The instability of rear electrodes undermines the long-term operational durability of efficient perovskite solar cells. Here, a composite electrode of copper-nickel (Cu-Ni) alloy stabilized by in situ grown bifacial graphene is designed. The alloying makes the work function of Cu suitable for regular perovskite solar cells. Cu-Ni is the ideal substrate for preparing high-quality graphene via chemical vapour deposition, which simultaneously protects the device from oxygen, water and reactions between internal components. To rivet the composite electrode with the semi-device, a thermoplastic copolymer is applied as an adhesive layer through hot pressing. The resulting devices achieve power conversion efficiencies of 24.34% and 20.76% (certified 20.86%) with aperture areas of 0.09 and 1.02 cm(2), respectively.

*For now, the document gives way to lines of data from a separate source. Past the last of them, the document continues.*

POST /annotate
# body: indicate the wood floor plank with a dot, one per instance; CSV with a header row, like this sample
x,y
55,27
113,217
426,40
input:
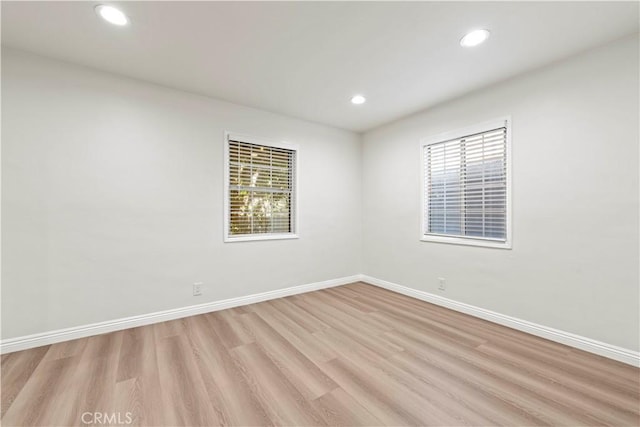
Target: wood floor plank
x,y
282,401
354,355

The devices show improved stability: 97% of their initial efficiency is retained after 1,440 hours of a damp-heat test at 85 degrees C with a relative humidity of 85%; 95% of their initial efficiency is retained after 5,000 hours at maximum power point tracking under continuous 1 sun illumination.

The instability of contact layers for perovskite solar cells under operating conditions limits the deployment of the technology. Now, Lin et al. develop a Cu-Ni electrode sandwiched between in situ-grown graphene protective layers, enabling solar cells with improved stability under light, humidity and high temperature.